The SEND system is full of acronyms, forms that assume you already know the process, and official guidance written for professionals rather than parents. It feels like it was designed for people who already knew how it worked.
That's exactly why this blog exists.
Why a Blog
You might already know SEND Parents Help as a free AI assistant that covers over 100 SEND topics, from benefits and school support to tribunals, social care, and transitions to adulthood. You can ask it almost anything about the SEND system and get a clear, sourced answer.
The blog is something different. It's for the stuff that works better as something you can read at your own pace, share with a partner, or bookmark for later.
When benefit rates change in April, a short blog post can explain exactly what's different and what it means for your family. When there's a new SEND policy announcement, a quick summary can cut through the jargon. And sometimes a bite-sized guide on a specific topic is exactly what you need, without having to open a conversation with the assistant.
Not everyone wants to chat with an AI. Some people just want to read. This blog is for them too.
What You'll Find Here
I'm planning to publish regularly across a few areas that I think matter most to families like yours.

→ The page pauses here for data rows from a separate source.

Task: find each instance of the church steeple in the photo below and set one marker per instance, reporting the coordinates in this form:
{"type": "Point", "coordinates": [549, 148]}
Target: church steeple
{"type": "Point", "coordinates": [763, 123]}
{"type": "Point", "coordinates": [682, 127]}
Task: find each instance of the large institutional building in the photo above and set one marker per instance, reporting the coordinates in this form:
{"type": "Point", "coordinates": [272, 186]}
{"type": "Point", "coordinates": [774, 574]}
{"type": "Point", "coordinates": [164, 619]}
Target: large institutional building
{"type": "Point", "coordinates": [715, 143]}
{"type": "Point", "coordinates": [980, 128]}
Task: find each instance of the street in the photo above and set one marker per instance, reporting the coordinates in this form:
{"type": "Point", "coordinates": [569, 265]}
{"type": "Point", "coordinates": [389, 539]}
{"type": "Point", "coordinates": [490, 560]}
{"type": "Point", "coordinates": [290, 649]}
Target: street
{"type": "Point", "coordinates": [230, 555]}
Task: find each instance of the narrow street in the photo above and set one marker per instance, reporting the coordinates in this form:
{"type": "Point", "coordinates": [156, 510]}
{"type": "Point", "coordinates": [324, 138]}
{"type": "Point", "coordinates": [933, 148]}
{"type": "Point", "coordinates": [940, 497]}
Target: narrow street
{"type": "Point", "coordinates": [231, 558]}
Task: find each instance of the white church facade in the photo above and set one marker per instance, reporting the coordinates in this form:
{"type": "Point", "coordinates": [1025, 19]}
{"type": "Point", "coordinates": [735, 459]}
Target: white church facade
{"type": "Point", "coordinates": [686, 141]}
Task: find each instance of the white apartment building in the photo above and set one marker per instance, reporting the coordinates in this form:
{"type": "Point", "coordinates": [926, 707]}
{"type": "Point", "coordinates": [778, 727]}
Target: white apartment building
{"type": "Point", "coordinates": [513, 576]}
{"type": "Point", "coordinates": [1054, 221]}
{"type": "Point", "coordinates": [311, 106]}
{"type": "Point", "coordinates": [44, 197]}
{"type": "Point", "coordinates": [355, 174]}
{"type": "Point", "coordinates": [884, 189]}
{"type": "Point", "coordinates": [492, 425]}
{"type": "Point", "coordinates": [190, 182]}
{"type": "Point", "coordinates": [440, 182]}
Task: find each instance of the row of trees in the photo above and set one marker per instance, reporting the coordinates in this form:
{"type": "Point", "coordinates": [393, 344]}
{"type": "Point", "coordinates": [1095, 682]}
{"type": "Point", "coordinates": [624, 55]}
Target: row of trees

Practical guides are the backbone. These are step-by-step walkthroughs for specific processes, written the way I wish someone had explained things to me. Not the official government version that assumes you've read the legislation. The version a friend would give you over a cup of tea.
Policy updates will cover changes to SEND legislation, benefit rates, and local authority processes. I'll focus on what's actually changed, who it affects, and what you should do about it. No padding, no speculation.
Tips and strategies come from what I've learned building the knowledge base and researching how the system actually works. Things like how to frame evidence for a benefits application, or what to do when your local authority misses a statutory deadline.
Answers to common questions will tackle the things I see parents asking again and again. Sometimes the same question comes up in slightly different ways, and a longer blog post can cover the nuances that a quick answer can't.
Written by a Parent, Not a Committee
One thing I want to be upfront about: this blog isn't written by a team of content strategists. It's written by a parent who built SEND Parents Help because I found myself wanting something that brought everything together in one place, explained things more clearly, and was free to access.
The tone you'll get here is honest, practical, and never condescending. I won't pretend the system is easy. It's confusing, and sometimes it's genuinely unfair. But I'll always try to help you understand your options and feel confident about your next step.
How to Keep Up
New posts will appear on the blog page, and I'll make sure the homepage highlights anything recent.
If you want the easiest way to know when something new goes up, there's an RSS feed you can subscribe to.
You can subscribe to the RSS feed using any feed reader (like Feedly, Inoreader, or the one built into many email apps). It's the simplest way to get notified about new posts without checking the site manually.
This Is Just the Beginning
I've got a list of topics I want to cover that's longer than you'd believe. Carer's Allowance eligibility, what to do when your local authority misses a statutory deadline, how to prepare for an annual review, navigating school exclusions, understanding direct payments, and dozens more.
But I also want this to be useful for you specifically. If there's a topic you'd like to see covered, or a process that's causing you stress, I'd genuinely like to hear about it. You can use the feedback option on the website, and it's completely anonymous.
You're already doing the right thing by looking for help. That takes more courage than most people realise. I hope this blog, and the rest of SEND Parents Help, makes the next step a little clearer.